Старый возраст,и болезнь,и с ними смерть,
Эти чудища возможно ль созерцать
К, глядя на них, смеяться и шутить,
С мертвой петлею на шее — ведать смех?
Человека — человеком ли назвать,
Если внутреннего знанья он лишен!
Не из камня ли фигура он тогда,
Не из дерева ли сделанная тень!
Не растет ли так в пустыне стройный ствол,
Есть плоды на нем, и ветви, и листы,
Но спилят его, а призрак от него
И не ведает, что вот последний миг!»
Тут к царевичу Удайи подошел
И, увидевши, что пять желаний спят,
«Магараджа,— так он начал говорить,—
Другом сыну своему велел мне быть.
Говорить мне можно ль дружески с тобой?
Друг — трояк: он, что не нужно, устранит,
В чем действительно нужда есть — достает,
И в превратности он с другом тут как тут.
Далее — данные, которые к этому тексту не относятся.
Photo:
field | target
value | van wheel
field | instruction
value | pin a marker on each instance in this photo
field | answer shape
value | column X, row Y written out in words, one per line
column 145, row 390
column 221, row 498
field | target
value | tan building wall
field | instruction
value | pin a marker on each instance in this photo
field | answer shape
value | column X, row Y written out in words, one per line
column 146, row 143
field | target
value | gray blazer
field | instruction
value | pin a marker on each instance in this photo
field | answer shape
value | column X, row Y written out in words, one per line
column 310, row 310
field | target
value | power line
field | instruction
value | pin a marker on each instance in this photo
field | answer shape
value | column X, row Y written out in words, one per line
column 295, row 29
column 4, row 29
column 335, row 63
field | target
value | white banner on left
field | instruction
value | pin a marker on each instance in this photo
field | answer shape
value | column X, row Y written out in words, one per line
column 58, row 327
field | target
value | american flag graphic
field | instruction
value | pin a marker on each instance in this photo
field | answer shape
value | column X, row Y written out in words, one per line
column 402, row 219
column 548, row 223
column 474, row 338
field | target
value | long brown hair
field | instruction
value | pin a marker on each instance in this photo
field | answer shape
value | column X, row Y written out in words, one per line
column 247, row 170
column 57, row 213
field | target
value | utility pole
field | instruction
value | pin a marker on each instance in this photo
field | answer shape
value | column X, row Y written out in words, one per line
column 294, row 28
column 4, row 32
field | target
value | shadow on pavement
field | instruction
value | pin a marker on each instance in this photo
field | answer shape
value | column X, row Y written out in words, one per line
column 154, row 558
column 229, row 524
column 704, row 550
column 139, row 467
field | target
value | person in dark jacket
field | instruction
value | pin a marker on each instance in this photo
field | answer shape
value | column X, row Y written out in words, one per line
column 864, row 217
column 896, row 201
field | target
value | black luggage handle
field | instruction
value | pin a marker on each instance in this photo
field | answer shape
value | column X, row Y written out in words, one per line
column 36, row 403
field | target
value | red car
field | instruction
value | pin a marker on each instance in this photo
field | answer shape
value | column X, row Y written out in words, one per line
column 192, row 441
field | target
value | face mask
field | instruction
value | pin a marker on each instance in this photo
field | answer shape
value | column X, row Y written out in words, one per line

Про такого — просветленный говорят,
Просветленным другом быть тебе хочу.
В чем же три истока выгоды узреть?
Слушай, верные слова тебе скажу.
Если молодость созрела и свежа
И в расцвете все услады красоты,
Неги женского влиянья не принять,—
Это значит, что бессилен человек.
Иногда лукавство должно допустить,
Подчиниться малым хитростям вполне,
Тем, что в сердце там гнездятся, в глубине,
Как в течениях подводных держат путь.
В наслаждениях коль шалостью ты взят,
То не худо в женском мнении, никак,—
Если в сердце нет желания сейчас,
Все же играм этим нужно уступать.
Сердцу женскому согласие — восторг,
Уступить ему — есть полная краса.
Если ж это отвергает человек,
Он как дерево без листьев и плодов.
Почему ж, однако, нужно уступать?
Чтобы в этом всем удел свой получить,
Раз возьмешь его — конец тревогам всем,
Переменчивость мечты не мучит нас.
Наслажденье — помысл первый есть у всех,
Без него самим Богам не обойтись.
Сакра-бог к жене был Риши привлечен,
Он супругу Гаутамы полюбил.
И Агастия так Риши, что уж был
В долгой ночи воздержанья много лет,
Пожелавши Дэви нежную обнять,
Вспыхнул так, что все заслуги потерял.
Бригаспати, Чандрадэва, и еще,
Парасара, Каваньджара, и еще,
Эти все, и с ними множество других,
Были женскою любовью сражены.
Сколь же больше должен ты медвяность пить,
Преимущества имея все свои,
Знать в пленительных усладах свой удел,
Окруженный всеми теми, кто с тобой».
Слыша то, что говорил Удайи-друг,
Те искусно сочетанные слова,
Этих тонких различений образцы
И примеры, приведенные с умом,—
Так царевич, отвечая, говорил,
Так словами он подробный дал ответ:
«Я за искренность тебя благодарю,
Дай и мне ответить искренно тебе,
И покуда ты внимаешь,— приговор
Пусть помедлит, молча, в сердце у тебя.
Я совсем не безучастен к красоте,
Человеческих восторгов знаю власть,
Но на всем измены вижу я печать,
Оттого в тяжелом сердце эта грусть.
Если б это достоверно длилось так,
Если б старость, смерть, болезнь — не ждали нас,
Упивался бы любовию и я,
Не узнал бы пресыщенье и печаль.
Если женщинам ты этим возбранишь
Изменяться или вянуть в красоте,
Пусть в любовных наслажденьях есть и зло,
Все же им держать в неволе ум дано.
Знать лее только, что другие где-то там
Заболели, постарели, видят смерть,
Только это знать — и радости уж нет,—
Что же, если это ведать про себя!
Знать, что эти наслаждения спешат,
Ускоряют порчу тел и гнилость их,
И, однако ж, предаваться снам любви,—
Люди в этом превращаются в зверей.
Многих Риши ты приводишь имена,
Что по чувственным дорогам в жизни шли,—
Их примеры умножают скорбь мою,
В том, что сделали, погибель их была.
Ты приводишь имя славного царя,
Что служил свободно всем своим страстям,—
Как они, и он в деяньи том погиб,
Победителем отнюдь он не был в том.
В сеть уклонных слов кого-то уловить,
Улестить кого-то. волю взять его,
Ум мутя, узнать уступчивое «Да»,—
Или замысел тот правильно-красив?
Это значит лишь — обманом соблазнить,
То пути не для меня и не для тех,
Кто достоинство и правду возлюбил,
Ибо истинно неправы те пути.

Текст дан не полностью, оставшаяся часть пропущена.